苦しい中、悲しい中、崩れ落ちそうになってもグッとこらえて、また社会人として仕事に向かえる、感情を表に出さないように振舞える、また次の希望に向かって行動できる。
大変なことです。それができる人は、確かに強い。
それじゃ、それができない人は?
ショックで仕事を辞めてしまった。
人に会うのが怖くて、外に出ることができない。
思い返して、何度も何度も泣いてしまう。
それは「弱さ」なのだろうか?
ボクはぜんぜんそうは思わないな。悲しみとちゃんと向き合うことは、大変なことだもの。苦しいことだもの。でも、絶対必要なことだもの。
我が子が亡くなったことが、悲しくなくなる日なんて来るわけない。悲しみと向き合うということは、自分の中にちゃんとその感情の居場所を作ってやることだと思う。もちろん最初は、その悲しみは大きすぎてとても納まりきらないかもしれないけど、時間を掛けて何度も反芻したり、一生懸命それに意味付けを考えたりして、少しずつ自分のポケットに入る大きさに作り替えていく作業なんだと思う。

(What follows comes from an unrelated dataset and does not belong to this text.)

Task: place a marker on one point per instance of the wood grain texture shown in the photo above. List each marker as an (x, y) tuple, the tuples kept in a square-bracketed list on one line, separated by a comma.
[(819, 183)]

悲しいことがあって、悲しくてたまらなくなるのはごく自然なこと。それは抗うべきものでも、打ち勝つべき敵でもない。ましてや目を伏せたり、忘れようとしたり、まるでなかったかのように扱うなんて、絶対に不健全なことだ。
足踏みして、後ろ向きになって、時間が止まったみたいに思うかもしれないけど、そんなことない。物理的に時間が止まることなんてないし、目には見えなくてもその作業はゆっくりと確実に進んでいるはず。
ちゃんと悲しみと向き合うこと。それができる人はボクは「強い人」だと思います。